The next year it took less convincing to get everyone to write their letters. As the kids grew, and their writing skills and life experiences expanded, they even got a little competitive. Whose letter would be the funniest? The cleverest? Which would make mom cry the hardest? There was the year our outwardly tough-and-capable middle one told us about the struggles she was having with friends at school. The time our youngest told us how powerfully traveling made her appreciate things about home. The year the oldest came home from college having just lost his friend to a hit-and-run driver.
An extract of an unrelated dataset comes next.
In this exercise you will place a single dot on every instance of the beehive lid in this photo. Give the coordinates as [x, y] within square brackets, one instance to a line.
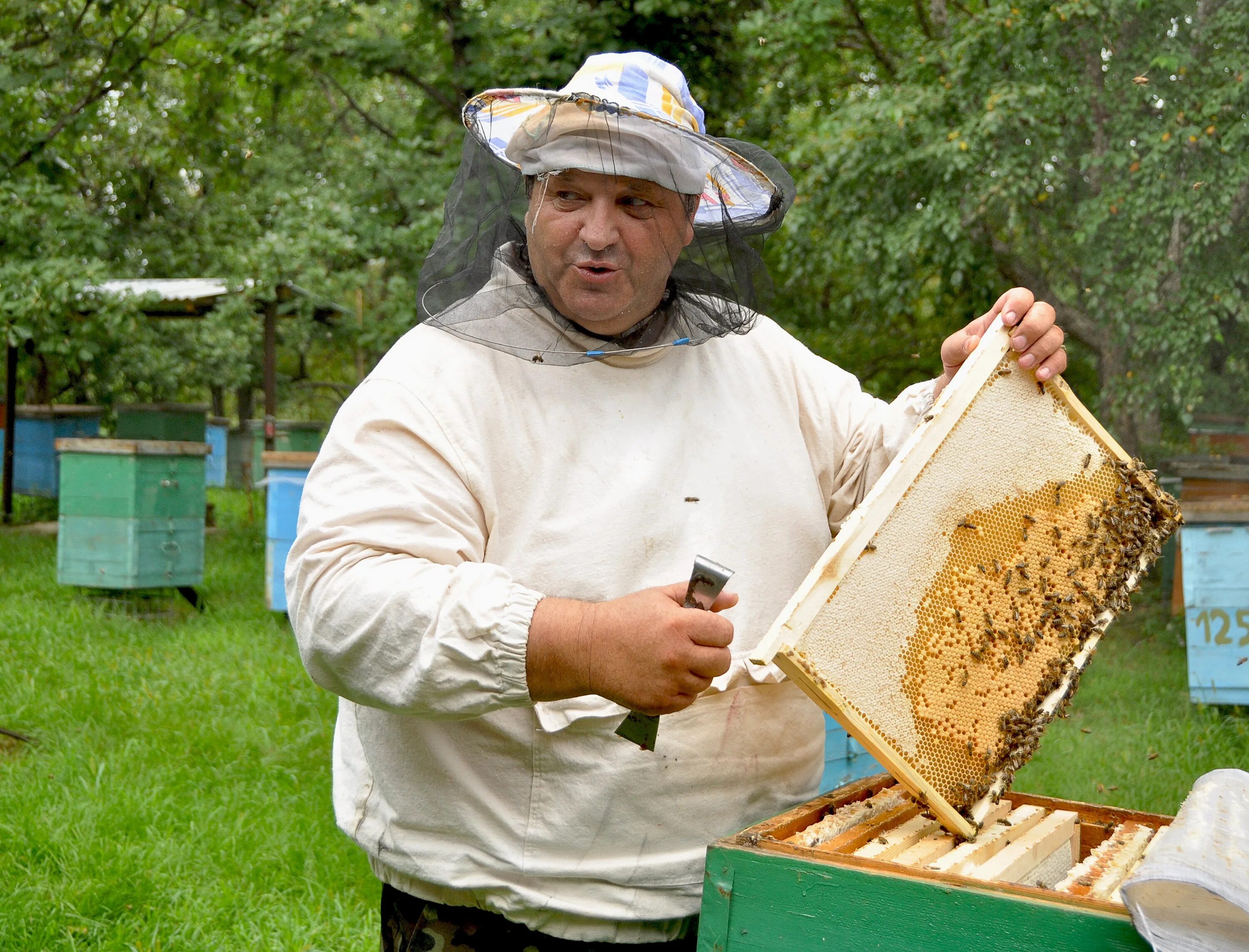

When his turn came to read, his voice dissolved as tears flowed. He let us in on a deep pain I think he would have otherwise worked to “control”. How must it have felt to have his whole family stand to wordlessly embrace him?

We don’t get to choose what bad thing in life might befall us. Tomorrow is never a promise. It's one reason I love our Christmas Eve ritual. Once a year at least, I know I've said all the things I “wished I would have said”.

I now have a box of letters going back 14 years. Our daughters today could not be closer. I wonder what role those letters have played. Some day I will put all the letters together, in order, a formal chronicle of a family growing up together and figuring things out along the way.

Or maybe I’ll just keep them in the box. There’s plenty room for more.